Consumers now expect you to be present where they are, not the other way around, we as manufacturers call that creating an omnichannel experience. Lack of presence or consistency of the CX with your brand creates confusion, which causes purchase abandonment. The average retail abandonment rate is nearly 70% online across all industries. In-store abandonment is harder to quantify, but many believe it’s well north of 35%. Make sure your brand and CX are present, consistent, and more importantly connected at every touchpoint on the consumer’s journey. Consumers will leave a brand if it is not connected all the way through their process to the platform they end up purchasing on.

4. Stay Socially Relevant

Social has progressed from a personal sharing platform to a purchasing platform. 87% of e-commerce shoppers now use social media to help make a shopping decision. Nearly 55% of consumers have made purchases via social channels like Facebook, Instagram, Pinterest and yes, Tik Tok. (The latter has 31 billion active users each month and 39 billion posts about home renovation and DIY projects). Brands that actively engage their customers on social in a relevant and meaningful way create a seamless path between inspiration and purchase, which drives a higher level of conversion.

5. Get Personal

Consumers want personalized offerings served up to them in a curated fashion. And they’re willing to share their personal information to make it possible. From customized nutritional supplements to designer-chosen home décor, consumers love feeling that products have been specially selected to meet their particular needs and preferences—without having to wade through endless choices on their own. And they don’t want to buy just a single product—they want complete, holistic solutions that cater to their life. That’s why curated offerings convert to a purchase 40% better than one-at-a-time product offerings. And it’s not just promoting your product “system”. Be open to partnerships that align to the customer’s overall project.

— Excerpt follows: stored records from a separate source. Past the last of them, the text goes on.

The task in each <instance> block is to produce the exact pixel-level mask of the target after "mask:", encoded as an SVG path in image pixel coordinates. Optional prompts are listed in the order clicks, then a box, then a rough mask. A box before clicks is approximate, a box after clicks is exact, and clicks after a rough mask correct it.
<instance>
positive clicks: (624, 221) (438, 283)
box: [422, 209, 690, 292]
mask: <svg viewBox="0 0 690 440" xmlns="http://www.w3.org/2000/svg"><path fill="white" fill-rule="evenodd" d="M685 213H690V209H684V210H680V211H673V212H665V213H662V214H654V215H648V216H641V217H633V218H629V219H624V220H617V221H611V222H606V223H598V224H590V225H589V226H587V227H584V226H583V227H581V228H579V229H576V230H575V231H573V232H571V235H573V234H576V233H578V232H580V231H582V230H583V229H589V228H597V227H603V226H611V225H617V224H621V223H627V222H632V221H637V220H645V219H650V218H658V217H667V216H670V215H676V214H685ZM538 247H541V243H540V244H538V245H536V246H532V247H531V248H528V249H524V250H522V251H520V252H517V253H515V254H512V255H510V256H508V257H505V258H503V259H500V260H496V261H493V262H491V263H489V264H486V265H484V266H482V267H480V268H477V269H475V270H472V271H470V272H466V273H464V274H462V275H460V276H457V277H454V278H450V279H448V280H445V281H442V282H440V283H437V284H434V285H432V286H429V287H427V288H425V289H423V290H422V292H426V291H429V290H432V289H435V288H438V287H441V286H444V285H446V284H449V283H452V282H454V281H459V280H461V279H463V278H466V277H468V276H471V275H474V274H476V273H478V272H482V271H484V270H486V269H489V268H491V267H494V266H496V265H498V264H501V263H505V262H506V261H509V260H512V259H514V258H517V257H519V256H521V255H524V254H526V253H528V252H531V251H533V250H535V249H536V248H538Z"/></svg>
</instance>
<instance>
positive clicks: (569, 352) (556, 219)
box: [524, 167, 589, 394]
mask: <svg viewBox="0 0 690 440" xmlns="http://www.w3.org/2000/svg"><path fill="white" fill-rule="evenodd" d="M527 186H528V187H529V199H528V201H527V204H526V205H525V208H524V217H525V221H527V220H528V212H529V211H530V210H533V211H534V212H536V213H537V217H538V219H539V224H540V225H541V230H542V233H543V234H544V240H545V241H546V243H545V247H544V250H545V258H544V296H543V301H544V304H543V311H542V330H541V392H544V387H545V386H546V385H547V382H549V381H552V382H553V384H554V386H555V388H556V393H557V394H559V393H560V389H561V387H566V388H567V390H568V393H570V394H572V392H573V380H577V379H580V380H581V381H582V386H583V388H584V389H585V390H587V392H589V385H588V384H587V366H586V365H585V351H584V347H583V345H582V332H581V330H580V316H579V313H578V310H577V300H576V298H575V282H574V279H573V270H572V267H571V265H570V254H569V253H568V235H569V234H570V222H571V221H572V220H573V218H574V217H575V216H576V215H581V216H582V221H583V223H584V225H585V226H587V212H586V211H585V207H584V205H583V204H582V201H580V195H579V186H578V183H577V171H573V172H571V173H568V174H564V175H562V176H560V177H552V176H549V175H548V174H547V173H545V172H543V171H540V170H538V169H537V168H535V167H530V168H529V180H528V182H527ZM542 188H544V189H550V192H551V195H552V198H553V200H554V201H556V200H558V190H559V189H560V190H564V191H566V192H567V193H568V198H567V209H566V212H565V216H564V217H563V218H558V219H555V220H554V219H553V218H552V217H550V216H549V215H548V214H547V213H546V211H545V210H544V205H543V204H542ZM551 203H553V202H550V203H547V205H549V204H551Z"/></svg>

6. Provide Guidance, Not Just Products

The opportunity for most manufacturers lies in the upfront part of the process (project consideration, inspiration sources, and specific project wish-booking). We as an industry focus way too much on self-promoting product features versus connecting to the consumer’s personal situation they are trying to solve. Helping consumers understand how to navigate product choices and providing easy comparisons tied to true benefits (not just features) are important. For instance, if a consumer embeds you into the process (say a Pinterest board) early on in their process, there is a more than 70% chance they will end up purchasing your product. Using technology and data to create engagement and value upfront in the consideration phase of the journey will drive conversion and loyalty on the back end, and oh yea, more profit.

7. Help Them See It

Consumers want to have confidence in their decision and technology can deliver that confidence. They want to physically see something in place before they buy—a shirt on their unique physique, or a chair in their specific living room. Hence the growth of augmented reality (AR). Today, 32% of online users have used AR for shopping, and these users convert 90% more than non-AR users, and with a higher value mix of products (translation: more profit for you). Investing in technologies that enable consumers to see your product in real-time in the real environment can be the powerful confidence-builder you need to get the sale.

It's not enough to just make a great product anymore; that’s merely table stakes. Experience is everything, and technology is empowering companies to connect with customers in more frequent, more relevant and more powerful ways. Marketers who understand the customer experience and embed it throughout their organization can leverage technology solutions to make every aspect of the journey faster, simpler and more satisfying. Create a better experience, drive deeper engagement, close more sales, get better reviews … make more profit. Rinse and repeat.